It goes very nicely with peppermint.


----------



## heartsong (Feb 14, 2009)

*x*

i like blending it with sage-it really mellows it out.  believe it or not it also blends beautifully with rose or geranium.


----------



## rszuba (Feb 15, 2009)

i have to tell ya, i make a lemongrass eo soap with spearmint leaves in it for soft exfoliant and my friends and family love it. lemongrass is def a fav of mine. very uplifting.


----------



## IanT (Feb 21, 2009)

check this link:

might be just what your looking for 

http://www.rainbowmeadow.com/infocenter ... select.php

"Lemongrass Essential Oil blends well with 
Basil, Benzoin, Bergamot, Black Pepper, Cassia, Citronella, Clary Sage, Eucalyptus, Fir, Geranium, Ginger, Jasmine, Lavender, Lemon, Lime, Mandarin, Orange, Palmarosa, Rose, Sandalwood, Tangerine, Tarragon, Vanilla, Vetiver, Yarrow, Ylang 
There are 73 blends in our database using Lemongrass 
"


----------



## MikeInPdx (Feb 21, 2009)

How about some vetiver and some lavender?


----------



## starduster (Feb 21, 2009)

*Thanks all.*

Looks like anything goes.
Thankyou all very much.
Not much energy just at mo. so I am visualing my next lot of soaping.
It involves much simpler presentation.
It's still in my head with the bats in the Bellfry so you can't see it yet.


----------



## IanT (Feb 21, 2009)

*Re: Thanks all.*



			
				starduster said:
			
		

> It's still in my head with the bats in the Bellfry so you can't see it yet.


coooool wording


----------



## AshleyR (Feb 21, 2009)

Thanks for all the suggestions!

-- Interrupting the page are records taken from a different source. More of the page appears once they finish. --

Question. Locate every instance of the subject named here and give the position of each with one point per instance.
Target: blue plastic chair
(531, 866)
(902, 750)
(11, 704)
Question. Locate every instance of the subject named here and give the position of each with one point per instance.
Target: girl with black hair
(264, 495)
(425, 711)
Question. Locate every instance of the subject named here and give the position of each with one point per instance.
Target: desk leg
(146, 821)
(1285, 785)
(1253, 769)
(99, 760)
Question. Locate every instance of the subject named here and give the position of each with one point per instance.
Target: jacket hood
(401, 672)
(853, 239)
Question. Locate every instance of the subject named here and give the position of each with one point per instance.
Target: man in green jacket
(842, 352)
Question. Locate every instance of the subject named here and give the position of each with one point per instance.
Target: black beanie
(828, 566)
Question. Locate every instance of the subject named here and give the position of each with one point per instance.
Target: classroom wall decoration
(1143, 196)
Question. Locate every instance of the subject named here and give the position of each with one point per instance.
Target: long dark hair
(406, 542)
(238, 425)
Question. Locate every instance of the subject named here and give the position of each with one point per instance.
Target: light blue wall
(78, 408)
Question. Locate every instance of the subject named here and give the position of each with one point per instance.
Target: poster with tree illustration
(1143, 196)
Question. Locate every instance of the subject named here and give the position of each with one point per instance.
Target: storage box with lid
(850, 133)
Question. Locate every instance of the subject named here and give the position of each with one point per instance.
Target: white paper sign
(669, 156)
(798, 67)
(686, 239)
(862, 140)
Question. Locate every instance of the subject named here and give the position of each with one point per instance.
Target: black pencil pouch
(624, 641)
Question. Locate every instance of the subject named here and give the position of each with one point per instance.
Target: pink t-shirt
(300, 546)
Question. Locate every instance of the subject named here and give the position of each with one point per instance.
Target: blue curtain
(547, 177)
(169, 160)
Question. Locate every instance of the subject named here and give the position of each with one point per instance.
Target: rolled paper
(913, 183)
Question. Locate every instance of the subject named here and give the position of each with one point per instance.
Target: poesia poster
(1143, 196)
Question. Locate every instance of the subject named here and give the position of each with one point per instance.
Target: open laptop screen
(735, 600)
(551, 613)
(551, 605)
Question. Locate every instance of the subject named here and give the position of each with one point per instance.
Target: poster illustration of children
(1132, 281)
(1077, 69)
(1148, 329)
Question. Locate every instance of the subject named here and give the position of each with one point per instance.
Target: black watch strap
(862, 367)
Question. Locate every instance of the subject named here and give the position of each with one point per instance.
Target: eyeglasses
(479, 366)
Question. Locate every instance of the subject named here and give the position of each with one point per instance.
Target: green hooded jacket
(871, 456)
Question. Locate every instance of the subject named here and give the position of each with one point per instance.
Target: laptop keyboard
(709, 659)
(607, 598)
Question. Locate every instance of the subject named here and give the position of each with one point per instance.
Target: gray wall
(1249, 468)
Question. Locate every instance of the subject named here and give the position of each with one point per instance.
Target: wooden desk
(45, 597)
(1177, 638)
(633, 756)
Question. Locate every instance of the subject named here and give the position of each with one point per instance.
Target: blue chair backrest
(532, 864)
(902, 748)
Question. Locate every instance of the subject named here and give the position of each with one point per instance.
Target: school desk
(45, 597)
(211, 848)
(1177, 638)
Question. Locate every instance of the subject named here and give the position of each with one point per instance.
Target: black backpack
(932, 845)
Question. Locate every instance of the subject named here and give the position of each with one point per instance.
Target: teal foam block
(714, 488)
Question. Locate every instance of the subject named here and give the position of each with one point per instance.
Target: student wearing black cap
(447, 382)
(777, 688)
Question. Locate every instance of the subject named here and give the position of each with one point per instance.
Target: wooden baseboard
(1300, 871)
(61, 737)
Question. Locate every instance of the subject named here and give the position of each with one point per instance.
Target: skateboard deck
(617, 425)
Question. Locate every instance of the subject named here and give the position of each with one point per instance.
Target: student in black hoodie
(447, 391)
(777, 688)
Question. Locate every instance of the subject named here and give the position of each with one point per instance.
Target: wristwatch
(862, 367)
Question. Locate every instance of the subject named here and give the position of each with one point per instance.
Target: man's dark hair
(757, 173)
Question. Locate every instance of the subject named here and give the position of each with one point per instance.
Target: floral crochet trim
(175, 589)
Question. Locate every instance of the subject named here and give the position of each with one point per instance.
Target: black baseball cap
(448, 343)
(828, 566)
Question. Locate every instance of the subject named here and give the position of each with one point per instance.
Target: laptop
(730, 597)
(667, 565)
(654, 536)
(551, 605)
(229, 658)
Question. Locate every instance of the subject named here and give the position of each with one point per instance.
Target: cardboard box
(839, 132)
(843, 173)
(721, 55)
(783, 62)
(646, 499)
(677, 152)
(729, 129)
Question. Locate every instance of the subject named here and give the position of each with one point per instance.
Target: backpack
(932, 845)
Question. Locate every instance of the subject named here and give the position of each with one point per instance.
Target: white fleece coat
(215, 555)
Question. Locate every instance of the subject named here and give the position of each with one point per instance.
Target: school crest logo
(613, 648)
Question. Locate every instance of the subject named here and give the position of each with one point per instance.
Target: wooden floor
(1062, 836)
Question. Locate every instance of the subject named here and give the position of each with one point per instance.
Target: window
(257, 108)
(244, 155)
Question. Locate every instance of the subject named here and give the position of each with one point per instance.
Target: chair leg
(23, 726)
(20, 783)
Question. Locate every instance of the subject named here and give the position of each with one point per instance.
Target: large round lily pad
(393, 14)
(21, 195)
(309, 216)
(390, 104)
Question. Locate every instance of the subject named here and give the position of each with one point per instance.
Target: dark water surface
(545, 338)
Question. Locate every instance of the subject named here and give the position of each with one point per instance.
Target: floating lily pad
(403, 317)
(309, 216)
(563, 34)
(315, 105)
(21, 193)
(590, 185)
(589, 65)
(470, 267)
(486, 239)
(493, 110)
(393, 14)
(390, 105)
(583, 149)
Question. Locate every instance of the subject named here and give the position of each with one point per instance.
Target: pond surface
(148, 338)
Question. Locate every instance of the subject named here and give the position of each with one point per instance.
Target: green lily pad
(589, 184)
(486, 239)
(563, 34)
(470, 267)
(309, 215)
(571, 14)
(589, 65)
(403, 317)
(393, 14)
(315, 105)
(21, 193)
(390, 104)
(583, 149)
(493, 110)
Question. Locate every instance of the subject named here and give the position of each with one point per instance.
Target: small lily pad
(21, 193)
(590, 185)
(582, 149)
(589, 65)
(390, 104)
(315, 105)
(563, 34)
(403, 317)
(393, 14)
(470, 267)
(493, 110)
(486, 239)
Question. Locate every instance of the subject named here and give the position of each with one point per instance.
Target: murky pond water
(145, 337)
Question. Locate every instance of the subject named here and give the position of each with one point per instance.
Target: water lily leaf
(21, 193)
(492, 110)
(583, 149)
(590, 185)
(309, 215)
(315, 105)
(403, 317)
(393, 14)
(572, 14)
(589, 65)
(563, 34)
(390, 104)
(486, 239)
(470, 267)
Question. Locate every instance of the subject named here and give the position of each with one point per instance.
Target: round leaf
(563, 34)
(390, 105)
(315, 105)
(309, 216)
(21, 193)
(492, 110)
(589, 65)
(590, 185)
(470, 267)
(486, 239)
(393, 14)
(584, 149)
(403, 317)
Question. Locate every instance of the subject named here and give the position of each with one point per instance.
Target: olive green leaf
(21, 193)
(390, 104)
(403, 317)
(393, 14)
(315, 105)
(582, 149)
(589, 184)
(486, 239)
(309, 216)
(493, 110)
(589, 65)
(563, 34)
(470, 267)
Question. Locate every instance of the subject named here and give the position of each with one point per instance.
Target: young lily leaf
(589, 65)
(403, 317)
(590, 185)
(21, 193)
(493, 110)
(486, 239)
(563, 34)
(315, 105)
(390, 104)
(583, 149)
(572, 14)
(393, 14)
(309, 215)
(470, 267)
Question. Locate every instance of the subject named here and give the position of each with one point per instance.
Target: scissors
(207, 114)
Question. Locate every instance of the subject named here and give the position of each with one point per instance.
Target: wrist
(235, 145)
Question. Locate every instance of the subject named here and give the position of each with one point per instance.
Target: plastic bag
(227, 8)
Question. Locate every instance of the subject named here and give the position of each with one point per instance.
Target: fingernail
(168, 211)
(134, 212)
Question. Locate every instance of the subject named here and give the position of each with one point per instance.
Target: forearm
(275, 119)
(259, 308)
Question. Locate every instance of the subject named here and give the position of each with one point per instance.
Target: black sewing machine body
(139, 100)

I am starting to get low on a lot of EO's again, so tonight I finally used up the lemongrass curls in a batch scented with blood orange EO and a splash of eucalyptus (I didn't have any peppermint or spearmint, which I would have preferred to use!) I only added 1/2 tsp. of eucalyptus to a 3.5 lb batch of soap, so I don't think it'll come through too much anyway (good!) 

I'll post pics when I cut it tomorrow! I also added calendula petals to the soap. It's gonna be nice I think!


----------